Britain's sparkling wine and champagne sales will continue to fizz over the holiday season to break £2bn by the new year.

Twenty million more bottles of sparkling wine were sold in 2016 in the UK compared to the previous year, the Wine and Spirit Trade Association (WSTA) said in its year-end market report.

With 114m litres, or 152 bottles, sold from the beginning of 2016 to part-way through November, more than £1.9bn in sales has already been recorded.

Off-trade sales of sparkling wine grew more than 25 per cent this year in the 12-week period to 5 November, whereas champagne had sales growth of more than seven per cent in the same period.
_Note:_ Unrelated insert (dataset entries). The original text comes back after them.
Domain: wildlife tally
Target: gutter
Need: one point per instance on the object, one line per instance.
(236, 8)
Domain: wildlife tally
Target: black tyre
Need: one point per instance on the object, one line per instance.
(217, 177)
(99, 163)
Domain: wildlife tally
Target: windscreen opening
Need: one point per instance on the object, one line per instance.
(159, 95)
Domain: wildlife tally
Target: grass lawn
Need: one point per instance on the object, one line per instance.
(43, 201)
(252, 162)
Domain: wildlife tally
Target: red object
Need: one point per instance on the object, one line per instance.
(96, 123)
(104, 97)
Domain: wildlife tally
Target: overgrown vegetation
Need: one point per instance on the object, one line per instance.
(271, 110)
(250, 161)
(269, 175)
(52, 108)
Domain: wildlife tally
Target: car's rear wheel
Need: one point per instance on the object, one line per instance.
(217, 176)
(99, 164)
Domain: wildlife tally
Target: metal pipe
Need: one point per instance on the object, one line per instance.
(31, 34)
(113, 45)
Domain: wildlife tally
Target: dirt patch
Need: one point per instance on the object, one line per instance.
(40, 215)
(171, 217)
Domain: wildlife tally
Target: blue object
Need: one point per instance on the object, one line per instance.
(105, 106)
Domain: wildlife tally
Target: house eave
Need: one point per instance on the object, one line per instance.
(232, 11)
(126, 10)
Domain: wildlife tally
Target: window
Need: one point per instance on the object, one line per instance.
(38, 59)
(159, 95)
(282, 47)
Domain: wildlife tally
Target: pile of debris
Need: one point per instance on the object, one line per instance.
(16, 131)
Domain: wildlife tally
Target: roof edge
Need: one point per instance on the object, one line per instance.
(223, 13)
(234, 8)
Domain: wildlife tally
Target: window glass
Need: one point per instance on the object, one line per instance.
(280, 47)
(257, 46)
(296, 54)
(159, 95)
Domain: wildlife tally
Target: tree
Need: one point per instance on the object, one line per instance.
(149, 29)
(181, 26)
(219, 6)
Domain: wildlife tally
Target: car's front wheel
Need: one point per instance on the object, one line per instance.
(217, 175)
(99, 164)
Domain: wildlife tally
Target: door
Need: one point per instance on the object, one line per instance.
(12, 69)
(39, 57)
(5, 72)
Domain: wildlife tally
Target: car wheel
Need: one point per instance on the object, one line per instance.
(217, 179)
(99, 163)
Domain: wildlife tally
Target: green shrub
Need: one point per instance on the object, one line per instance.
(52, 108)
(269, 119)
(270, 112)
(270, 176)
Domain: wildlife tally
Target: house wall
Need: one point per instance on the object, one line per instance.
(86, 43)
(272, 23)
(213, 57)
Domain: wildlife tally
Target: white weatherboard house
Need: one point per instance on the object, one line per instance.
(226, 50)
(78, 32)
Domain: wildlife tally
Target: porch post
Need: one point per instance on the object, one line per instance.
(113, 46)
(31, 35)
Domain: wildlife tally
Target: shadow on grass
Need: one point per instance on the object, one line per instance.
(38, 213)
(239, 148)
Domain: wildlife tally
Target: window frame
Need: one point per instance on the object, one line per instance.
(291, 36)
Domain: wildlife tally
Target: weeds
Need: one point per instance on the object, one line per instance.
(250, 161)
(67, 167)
Read more: Here's how the UK's prosecco and champagne markets fared this year

English wine production is set to double to 10m bottles per year by 2020, WSTA's report said.

English wine only makes up one per cent of the sparkling market – which includes prosecco, cava and others – but by 2022, six British vineyards plan to produce more than one million bottles per year alone.

Read more: Britain is set to become a top wine producing region by the year 2100

The taxman took a hefty sum of £714m of the sparkling wine market from VAT and duty. The UK's alcohol industry is the most-taxed in Europe, and its wine duty is the second highest. UK wine drinkers are paying 67 per cent of all wine duties collected by EU member states.

Wine duty in Britain equals £2.67 on a bottle of sparkling wine, whereas in France consumers pay a 5p duty on a bottle of sparkling wine and in Italy there is no duty.

Miles Beale, chief executive of the WSTA said:

There is no sign of the bubble bursting when it comes to the British drinkers’ love for fine fizz. Wine is now the nation’s most popular alcoholic drink and continues to play an extremely vital role in our pubs, including as part of the broader British food and drink revolution.